Communicate essential information to your guests by stipulating it on the invitation. Eg. If it’s a dress up party, inform guests that they need to have a costume. If it’s a pool party, specify that they need to bring their swimming costumes and towels. In this case, the guests should’ve been informed that “no food” will be served at the party. RSVP information and deadlines should be clear.
Send out invitation at least 2 – 3 weeks before the party. Allowing parents to RSVP in time and to avoid date clashes. Always put an end time on the invitation. Be mindful of hosting a party too early in the morning with the venue location being far. This is always an inconvenience for parents to wake up early and to drive a distance. For younger children, parties should be kept to a minimum of 2 hours.
Food and Drink
Children typically don’t eat much, however when a party is scheduled over lunch time, party food should be served. Even if it is just light finger snacks for them to nibble on. Consider your guests; it doesn’t mean because your child is a picky eater or can go without food for hours that’s the case with other children. Make sure you cater for those with special dietary requirements and food allergies. Not all children’s eating habits are the same and you need to find a good balance between sweet, savory and healthy snacks. Avoid fizzy drinks with too much sugar and always have water on the table. Ultimately the food needs to be tasty and kid-friendly.
Should you not serve finger food and only cake make sure that you have enough cake or cupcakes should children want seconds. Bear in mind that cake has no nutritional value. Plus if your party falls within lunch time then just serving cake is a big no-no.
Too many physical activities at a party without proper intervals for snacking and drinking can leave children feeling tired and hungry.

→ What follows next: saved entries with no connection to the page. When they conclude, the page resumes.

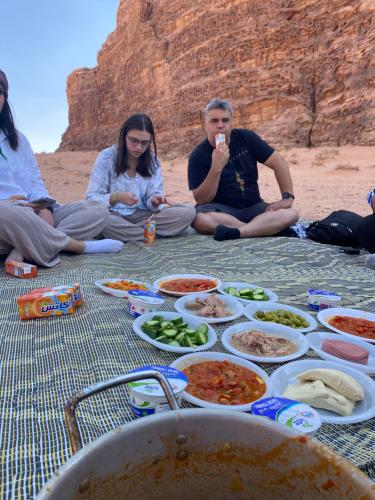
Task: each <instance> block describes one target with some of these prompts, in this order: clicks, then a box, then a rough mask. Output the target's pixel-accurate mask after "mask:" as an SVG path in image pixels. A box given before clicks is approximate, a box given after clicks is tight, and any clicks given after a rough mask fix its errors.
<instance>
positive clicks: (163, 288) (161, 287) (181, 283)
mask: <svg viewBox="0 0 375 500" xmlns="http://www.w3.org/2000/svg"><path fill="white" fill-rule="evenodd" d="M159 286H160V288H161V289H162V290H167V291H168V292H181V293H189V292H205V291H206V290H212V289H213V288H215V287H216V286H217V281H216V280H206V279H200V278H176V279H174V280H168V281H164V282H163V283H161V284H160V285H159Z"/></svg>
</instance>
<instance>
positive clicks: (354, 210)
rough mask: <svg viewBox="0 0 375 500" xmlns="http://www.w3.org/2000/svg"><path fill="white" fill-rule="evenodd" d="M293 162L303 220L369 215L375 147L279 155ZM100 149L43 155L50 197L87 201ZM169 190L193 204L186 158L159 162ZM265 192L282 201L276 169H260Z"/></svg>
mask: <svg viewBox="0 0 375 500" xmlns="http://www.w3.org/2000/svg"><path fill="white" fill-rule="evenodd" d="M280 152H281V153H282V154H283V156H284V157H285V158H286V159H287V160H288V161H289V165H290V169H291V173H292V177H293V182H294V192H295V195H296V201H295V206H296V207H297V208H298V210H299V212H300V215H301V217H304V218H308V219H319V218H322V217H324V216H326V215H328V214H329V213H330V212H331V211H333V210H337V209H340V208H345V209H347V210H352V211H354V212H357V213H359V214H361V215H367V214H368V213H369V207H368V206H367V204H366V201H365V194H366V193H367V192H368V190H369V189H370V188H373V187H375V146H341V147H319V148H311V149H307V148H289V149H284V150H281V151H280ZM97 154H98V153H97V152H96V151H90V152H64V153H48V154H47V153H42V154H38V155H37V159H38V162H39V165H40V168H41V171H42V175H43V178H44V180H45V182H46V185H47V187H48V189H49V191H50V193H51V195H53V196H54V197H55V198H56V199H58V200H59V201H60V202H68V201H75V200H80V199H83V198H84V196H85V192H86V188H87V183H88V178H89V176H90V172H91V169H92V166H93V163H94V161H95V158H96V156H97ZM161 162H162V168H163V172H164V178H165V188H166V192H167V193H169V194H171V195H173V199H174V200H175V201H191V202H192V201H193V198H192V195H191V193H190V192H189V190H188V187H187V180H186V178H187V174H186V170H187V158H186V157H179V158H175V159H167V158H164V159H163V158H161ZM259 184H260V189H261V194H262V196H263V198H264V199H265V200H266V201H274V200H276V199H279V191H278V187H277V184H276V181H275V178H274V175H273V172H272V170H270V169H269V168H267V167H264V166H260V168H259Z"/></svg>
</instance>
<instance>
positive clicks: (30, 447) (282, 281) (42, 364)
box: [0, 235, 375, 498]
mask: <svg viewBox="0 0 375 500" xmlns="http://www.w3.org/2000/svg"><path fill="white" fill-rule="evenodd" d="M363 263H364V256H359V257H358V256H350V255H345V254H341V253H340V252H339V249H338V248H337V247H331V246H327V245H319V244H317V243H314V242H312V241H304V240H299V239H294V238H258V239H252V240H236V241H227V242H223V243H218V242H215V241H214V240H213V239H212V238H210V237H206V236H198V235H193V236H184V237H179V238H173V239H164V240H161V239H160V240H157V241H156V243H155V244H154V245H152V246H145V245H143V244H142V243H128V244H126V245H125V249H124V251H123V252H122V253H121V254H107V255H84V256H68V255H63V257H62V262H61V264H60V265H58V266H57V267H55V268H53V269H49V270H47V269H39V276H38V278H35V279H32V280H21V279H17V278H13V277H9V276H7V275H5V274H4V273H0V274H1V277H0V289H1V293H0V301H1V302H0V306H1V312H2V313H1V320H0V321H1V328H0V353H1V355H0V363H1V368H0V370H1V372H0V373H1V375H0V376H1V399H0V401H1V422H0V442H1V471H0V496H1V498H33V497H34V496H35V495H36V494H37V492H38V491H39V490H40V488H41V487H42V485H43V484H44V483H45V482H46V481H47V480H48V479H49V478H50V477H51V475H52V474H53V473H54V472H55V471H57V469H58V468H59V467H60V466H61V465H62V464H63V463H64V462H65V461H66V460H67V459H68V458H69V457H70V455H71V450H70V446H69V442H68V436H67V431H66V428H65V424H64V418H63V412H62V408H63V405H64V404H65V403H66V401H67V400H68V399H69V397H70V396H71V395H73V394H74V393H75V392H76V391H78V390H79V389H82V388H84V387H86V386H89V385H91V384H94V383H96V382H98V381H103V380H107V379H110V378H113V377H116V376H119V375H121V374H124V373H126V372H128V371H129V370H131V369H133V368H136V367H138V366H142V365H148V364H162V365H168V364H170V363H171V362H172V361H173V360H174V359H176V357H177V355H176V354H173V353H167V352H164V351H160V350H157V349H155V348H154V347H153V346H151V345H149V344H148V343H146V342H145V341H143V340H141V339H140V338H138V337H137V336H136V335H135V334H134V333H133V330H132V318H131V317H130V316H129V315H128V314H127V313H126V311H125V301H124V299H121V298H116V297H111V296H109V295H106V294H104V293H103V292H101V291H100V290H99V289H97V288H96V287H95V285H94V282H95V280H97V279H101V278H109V277H127V278H130V279H138V280H142V281H146V282H150V283H152V282H153V281H154V280H155V279H157V278H159V277H162V276H166V275H169V274H176V273H202V274H212V275H215V276H217V277H218V278H220V279H221V280H226V281H247V282H249V283H254V284H259V285H260V286H264V287H266V288H270V289H271V290H273V291H275V292H276V293H277V294H278V295H279V297H280V302H284V303H286V304H289V305H294V306H297V307H302V308H303V309H305V310H306V300H307V293H306V292H307V290H308V289H309V288H311V287H315V288H324V289H328V290H331V291H333V292H337V293H338V294H339V295H341V296H342V297H343V302H342V304H343V305H350V306H353V307H355V308H359V309H365V310H369V311H372V312H375V272H374V271H373V270H369V269H366V268H364V266H363ZM73 282H79V283H81V287H82V289H83V291H84V293H85V303H84V305H83V306H82V307H81V308H80V309H77V311H76V312H75V313H74V314H73V315H70V316H65V317H60V318H47V319H38V320H30V321H23V322H21V321H20V320H19V316H18V312H17V307H16V300H15V299H16V297H17V296H18V295H21V294H23V293H25V292H27V291H28V290H29V289H30V288H37V287H42V286H46V285H59V284H69V283H73ZM174 300H175V299H174V298H173V297H168V298H167V300H166V303H165V305H164V307H163V309H164V310H173V303H174ZM242 321H244V318H242ZM227 326H228V325H226V324H224V325H214V327H215V329H216V331H217V333H218V337H219V339H220V336H221V333H222V331H223V330H224V329H225V328H226V327H227ZM213 350H216V351H225V349H224V348H223V347H222V345H221V344H220V342H217V344H216V346H215V347H214V348H213ZM305 357H309V358H314V357H315V355H314V354H313V353H312V351H309V353H308V354H307V356H305ZM277 366H279V365H271V364H263V365H262V367H263V368H264V369H265V370H266V371H267V372H268V373H269V374H270V373H272V371H273V370H274V369H275V368H276V367H277ZM79 408H80V409H79V410H78V412H77V415H78V420H79V424H80V428H81V432H82V437H83V441H84V443H88V442H89V441H91V440H93V439H95V438H97V437H99V436H100V435H102V434H103V433H105V432H106V431H108V430H110V429H112V428H114V427H117V426H119V425H121V424H124V423H125V422H126V421H129V420H132V419H133V415H132V413H131V411H130V408H129V406H128V393H127V390H126V388H124V387H121V388H117V389H113V390H111V391H109V392H107V393H105V394H101V395H98V396H95V397H94V398H92V399H90V400H88V401H85V402H84V403H82V404H81V405H80V407H79ZM316 437H317V439H319V440H320V441H322V442H323V443H325V444H327V445H328V446H330V447H331V448H333V449H334V450H335V451H337V452H338V453H340V454H341V455H343V456H344V457H346V458H347V459H349V460H350V461H352V462H353V463H354V464H356V465H357V466H359V467H360V468H362V470H364V471H365V472H367V473H368V474H369V475H370V477H372V478H373V479H375V465H374V464H375V419H372V420H370V421H367V422H364V423H360V424H353V425H343V426H338V425H324V426H322V427H321V429H320V430H319V431H318V433H317V434H316Z"/></svg>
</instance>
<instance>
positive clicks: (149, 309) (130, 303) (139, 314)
mask: <svg viewBox="0 0 375 500" xmlns="http://www.w3.org/2000/svg"><path fill="white" fill-rule="evenodd" d="M164 302H165V300H164V299H163V298H162V296H161V295H159V294H158V293H155V292H148V291H144V290H130V292H128V302H127V304H126V310H127V312H128V313H129V314H130V315H131V316H133V317H134V318H138V316H140V315H141V314H146V313H148V312H152V311H157V310H158V309H160V307H161V306H162V305H163V304H164Z"/></svg>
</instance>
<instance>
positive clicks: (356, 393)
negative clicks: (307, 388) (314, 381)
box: [298, 368, 365, 401]
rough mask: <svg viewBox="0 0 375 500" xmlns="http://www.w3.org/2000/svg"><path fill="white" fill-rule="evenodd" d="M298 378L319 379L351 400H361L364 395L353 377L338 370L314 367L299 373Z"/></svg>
mask: <svg viewBox="0 0 375 500" xmlns="http://www.w3.org/2000/svg"><path fill="white" fill-rule="evenodd" d="M298 379H299V380H301V381H310V380H321V381H322V382H323V383H324V384H325V385H328V387H331V389H334V390H335V391H336V392H338V393H339V394H342V395H343V396H345V397H346V398H348V399H351V400H352V401H361V400H362V399H364V397H365V395H364V392H363V388H362V386H361V385H360V384H359V383H358V382H357V381H356V380H355V379H354V378H353V377H351V376H350V375H347V374H346V373H344V372H341V371H339V370H332V369H328V368H315V369H313V370H308V371H306V372H303V373H301V374H300V375H298Z"/></svg>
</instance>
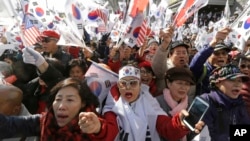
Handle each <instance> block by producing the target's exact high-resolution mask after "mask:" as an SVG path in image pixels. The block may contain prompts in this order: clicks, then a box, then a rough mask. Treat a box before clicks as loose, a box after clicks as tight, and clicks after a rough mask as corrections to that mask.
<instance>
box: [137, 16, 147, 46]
mask: <svg viewBox="0 0 250 141" xmlns="http://www.w3.org/2000/svg"><path fill="white" fill-rule="evenodd" d="M146 34H147V19H144V20H143V22H142V25H141V29H140V32H139V35H138V37H137V41H136V44H137V46H138V47H140V46H142V45H143V43H144V41H145V36H146Z"/></svg>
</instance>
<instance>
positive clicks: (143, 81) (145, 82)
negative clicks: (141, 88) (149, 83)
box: [141, 78, 149, 84]
mask: <svg viewBox="0 0 250 141" xmlns="http://www.w3.org/2000/svg"><path fill="white" fill-rule="evenodd" d="M141 82H142V83H143V84H149V80H148V79H143V78H142V79H141Z"/></svg>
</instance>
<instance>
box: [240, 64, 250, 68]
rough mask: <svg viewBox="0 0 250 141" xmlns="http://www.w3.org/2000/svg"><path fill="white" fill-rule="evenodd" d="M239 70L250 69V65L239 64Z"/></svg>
mask: <svg viewBox="0 0 250 141" xmlns="http://www.w3.org/2000/svg"><path fill="white" fill-rule="evenodd" d="M240 68H241V69H245V68H248V69H250V65H245V64H241V65H240Z"/></svg>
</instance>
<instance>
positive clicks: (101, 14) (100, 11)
mask: <svg viewBox="0 0 250 141" xmlns="http://www.w3.org/2000/svg"><path fill="white" fill-rule="evenodd" d="M96 13H97V15H98V16H99V17H100V18H101V19H102V20H103V22H104V24H105V25H107V22H108V15H107V14H106V13H105V12H104V10H102V9H99V8H98V9H97V10H96Z"/></svg>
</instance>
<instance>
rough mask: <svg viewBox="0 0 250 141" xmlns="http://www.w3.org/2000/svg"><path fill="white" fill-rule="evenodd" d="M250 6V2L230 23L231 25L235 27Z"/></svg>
mask: <svg viewBox="0 0 250 141" xmlns="http://www.w3.org/2000/svg"><path fill="white" fill-rule="evenodd" d="M249 8H250V4H249V5H247V7H246V8H245V9H243V11H242V12H241V13H240V15H238V17H237V18H236V19H235V20H234V21H233V22H232V23H231V24H230V26H229V27H233V26H234V25H235V24H236V23H237V21H238V20H239V19H240V18H241V17H242V16H243V14H244V13H245V12H246V11H247V10H248V9H249Z"/></svg>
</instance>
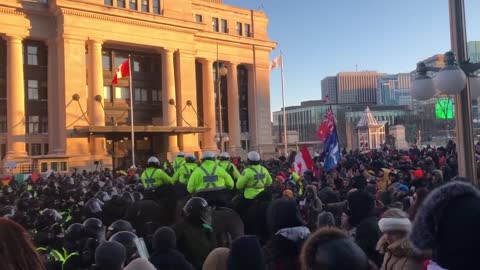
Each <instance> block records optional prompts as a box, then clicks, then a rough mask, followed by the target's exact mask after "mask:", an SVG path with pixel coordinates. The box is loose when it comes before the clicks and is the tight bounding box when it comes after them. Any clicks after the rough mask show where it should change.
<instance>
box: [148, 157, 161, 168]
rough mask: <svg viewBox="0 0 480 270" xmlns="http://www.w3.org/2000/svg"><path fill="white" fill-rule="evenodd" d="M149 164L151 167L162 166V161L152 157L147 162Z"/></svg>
mask: <svg viewBox="0 0 480 270" xmlns="http://www.w3.org/2000/svg"><path fill="white" fill-rule="evenodd" d="M147 163H148V164H149V165H150V164H156V165H158V166H160V160H158V158H157V157H150V158H149V159H148V160H147Z"/></svg>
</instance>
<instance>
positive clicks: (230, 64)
mask: <svg viewBox="0 0 480 270" xmlns="http://www.w3.org/2000/svg"><path fill="white" fill-rule="evenodd" d="M237 66H238V64H237V63H233V62H229V63H227V70H228V73H227V81H228V136H229V137H230V140H229V141H228V148H229V149H230V152H231V154H232V155H237V154H238V151H239V150H240V149H241V144H240V105H239V97H238V78H237V77H238V76H237V75H238V74H237V72H238V71H237Z"/></svg>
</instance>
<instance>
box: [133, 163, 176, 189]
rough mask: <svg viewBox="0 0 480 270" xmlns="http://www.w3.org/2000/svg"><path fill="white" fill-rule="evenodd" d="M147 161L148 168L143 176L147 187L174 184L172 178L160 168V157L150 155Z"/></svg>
mask: <svg viewBox="0 0 480 270" xmlns="http://www.w3.org/2000/svg"><path fill="white" fill-rule="evenodd" d="M147 163H148V165H147V169H146V170H145V171H144V172H143V173H142V178H141V180H142V184H143V185H144V186H145V188H156V187H159V186H162V185H171V184H173V180H172V178H171V177H170V176H168V174H166V173H165V172H164V171H162V169H160V161H159V160H158V158H156V157H150V158H149V159H148V161H147Z"/></svg>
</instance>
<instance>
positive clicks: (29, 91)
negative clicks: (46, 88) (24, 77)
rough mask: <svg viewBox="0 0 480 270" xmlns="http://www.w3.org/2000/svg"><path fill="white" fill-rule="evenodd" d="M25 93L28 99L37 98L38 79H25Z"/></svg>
mask: <svg viewBox="0 0 480 270" xmlns="http://www.w3.org/2000/svg"><path fill="white" fill-rule="evenodd" d="M27 90H28V91H27V95H28V97H27V98H28V100H38V81H37V80H28V81H27Z"/></svg>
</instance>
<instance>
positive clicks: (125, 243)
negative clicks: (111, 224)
mask: <svg viewBox="0 0 480 270" xmlns="http://www.w3.org/2000/svg"><path fill="white" fill-rule="evenodd" d="M137 239H138V237H137V236H136V235H135V234H134V233H132V232H127V231H122V232H117V233H115V234H114V235H112V237H110V239H109V241H113V242H118V243H120V244H122V245H123V246H124V247H125V250H126V251H127V263H128V261H132V260H134V259H136V258H138V257H139V254H138V247H137V243H136V241H137Z"/></svg>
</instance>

Games played should be fun, safe and not competitive.
Personally, I don’t allow my children to open up gifts whilst their guests are still at the party. This is merely to avoid chaos from ripping open gifts, snotty comments with regards to unwanted, disliked or duplicate gifts and feelings being hurt. Although we teach our girls that they should be thankful for every gift received; you can’t control the outbursts and behaviour of other children at the party.
Although goody bags are always associated with parties, you don’t have to feel obligated to hand out edible treats. Make it inexpensive. Instead of giving a goody bag filled with sweet treats, why not give a small cactus plant, seeds or let your child make their own personalised favors. If you incorporated crafts as part of the activities then the children can take what they’ve made home. This makes for a lovely memorabilia.
It is just good manners to send out a thank you note or message to those who attended the party. This will teach your child to show gratitude and appreciation.
So let’s hope that the rest of the 2018 birthday party season will be fun and memorable.